Consider the molecules $C{H}_4$, $N{H}_3$ and $H_{2}O$. Which of the given statements is false?

• A. The H-O-H bond angle in $H_{2}O$ is smaller than the H-N-H bond angle in $N{H}_3$
• B. The H-C-H bond angle in $C{H}_4$ is larger than the H-N-H bond angle in $N{H}_3$
• C. The H-C-H bond angle in $C{H}_4$, the H-N-H bond angle in $N{H}_3$ and the H-O-H bond angle in $H_{2}O$ are all greater than 90⁰
• D. The H-O-H bond angle in $H_{2}O$ is larger than the H-C-H bond angle in $C{H}_4$

Answer 1

The correct option is D The H-O-H bond angle in $H_{2}O$ is larger than the H-C-H bond angle in $C{H}_4$

We can figure out the geometry of all these molecules using VSEPR and hybridisation theory.

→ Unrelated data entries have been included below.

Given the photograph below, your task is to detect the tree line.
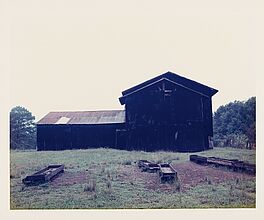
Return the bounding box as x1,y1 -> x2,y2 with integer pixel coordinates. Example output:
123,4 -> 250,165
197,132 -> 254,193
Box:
213,97 -> 256,149
10,97 -> 256,149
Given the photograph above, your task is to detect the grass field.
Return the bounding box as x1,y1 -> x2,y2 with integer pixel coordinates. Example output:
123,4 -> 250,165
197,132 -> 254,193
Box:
10,148 -> 256,209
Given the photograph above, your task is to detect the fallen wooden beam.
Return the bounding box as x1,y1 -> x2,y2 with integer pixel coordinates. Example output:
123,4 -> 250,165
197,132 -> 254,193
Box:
22,164 -> 64,185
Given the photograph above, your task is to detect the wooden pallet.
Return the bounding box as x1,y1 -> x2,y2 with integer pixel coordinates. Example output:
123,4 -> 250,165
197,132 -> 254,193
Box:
138,160 -> 160,173
22,164 -> 64,185
159,163 -> 177,182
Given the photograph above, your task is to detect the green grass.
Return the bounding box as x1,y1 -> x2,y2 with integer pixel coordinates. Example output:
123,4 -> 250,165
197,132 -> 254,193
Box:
10,148 -> 256,209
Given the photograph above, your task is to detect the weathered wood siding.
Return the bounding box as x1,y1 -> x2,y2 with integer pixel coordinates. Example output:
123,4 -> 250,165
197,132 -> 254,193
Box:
120,81 -> 212,151
37,124 -> 124,150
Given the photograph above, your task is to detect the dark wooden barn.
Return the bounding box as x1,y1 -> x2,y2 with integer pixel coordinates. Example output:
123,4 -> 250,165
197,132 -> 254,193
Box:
37,72 -> 217,152
37,110 -> 125,150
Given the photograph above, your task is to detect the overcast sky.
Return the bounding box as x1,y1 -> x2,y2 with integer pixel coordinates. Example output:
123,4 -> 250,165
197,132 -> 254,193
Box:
1,0 -> 259,120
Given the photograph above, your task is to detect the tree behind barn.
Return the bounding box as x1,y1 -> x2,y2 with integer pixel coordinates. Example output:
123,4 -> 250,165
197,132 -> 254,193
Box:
213,97 -> 256,148
10,106 -> 36,149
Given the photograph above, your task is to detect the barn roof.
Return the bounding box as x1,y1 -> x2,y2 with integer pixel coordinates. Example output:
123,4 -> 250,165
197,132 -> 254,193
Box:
37,110 -> 125,125
119,72 -> 218,105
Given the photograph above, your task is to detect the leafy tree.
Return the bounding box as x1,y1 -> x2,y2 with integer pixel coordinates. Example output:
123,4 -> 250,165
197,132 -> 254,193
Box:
213,97 -> 256,148
10,106 -> 36,149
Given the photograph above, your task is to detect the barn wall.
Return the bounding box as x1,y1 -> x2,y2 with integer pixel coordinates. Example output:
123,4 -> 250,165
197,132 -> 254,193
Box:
37,124 -> 124,150
123,82 -> 212,151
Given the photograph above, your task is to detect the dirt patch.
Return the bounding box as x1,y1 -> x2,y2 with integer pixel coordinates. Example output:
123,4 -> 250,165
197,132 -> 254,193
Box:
118,162 -> 255,191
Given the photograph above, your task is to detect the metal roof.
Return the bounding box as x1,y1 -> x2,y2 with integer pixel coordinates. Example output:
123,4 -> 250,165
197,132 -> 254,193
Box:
37,110 -> 125,125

In $C{H}_4$, electron pairs = $\frac{4+4}{2}=4$

Since we have 4 electron pairs and 4 hydrogens on carbon, this will give us a tetrahedral structure with all bond pairs and each H-C-H bond will be at an angle of 109.5⁰

In $N{H}_3$, electron pairs = $\frac{5+3}{2}=4$

Here, we got 4 electron pairs but there are only 3 hydrogens on nitrogen. So, this will give us a tetrahedral geometry with 3 bond pairs and one lone pair. And we know from VSEPR that lone pair-bond pair repulsion is greater than bond pair-bond pair. So, the 3 bond pairs will be skewed away from the lone pair giving a pyramidal shape. The angle of H-N-H bond will be slightly reduced, as a result, to around 107⁰

Finally in $H_{2}O$, electron pairs = $\frac{6+2}{2}=4$

4 electron pairs and 2 bonds with hydrogen. This means we are left with 2 lone pairs. Again, we will have tetrahedral geometry but with 2 lone pairs. And since lone pair-lone pair repulsion is even stronger, the bond pairs will be further skewed away reducing the H-O-H bond angle to about 104.5⁰

So, we can conclude that bond angle of H-C-H > H-N-H > H-O-H > 90⁰. This means that the statement - 'The H-O-H bond angle in $H_{2}O$ is larger than the H-C-H bond angle in $C{H}_4$' is false.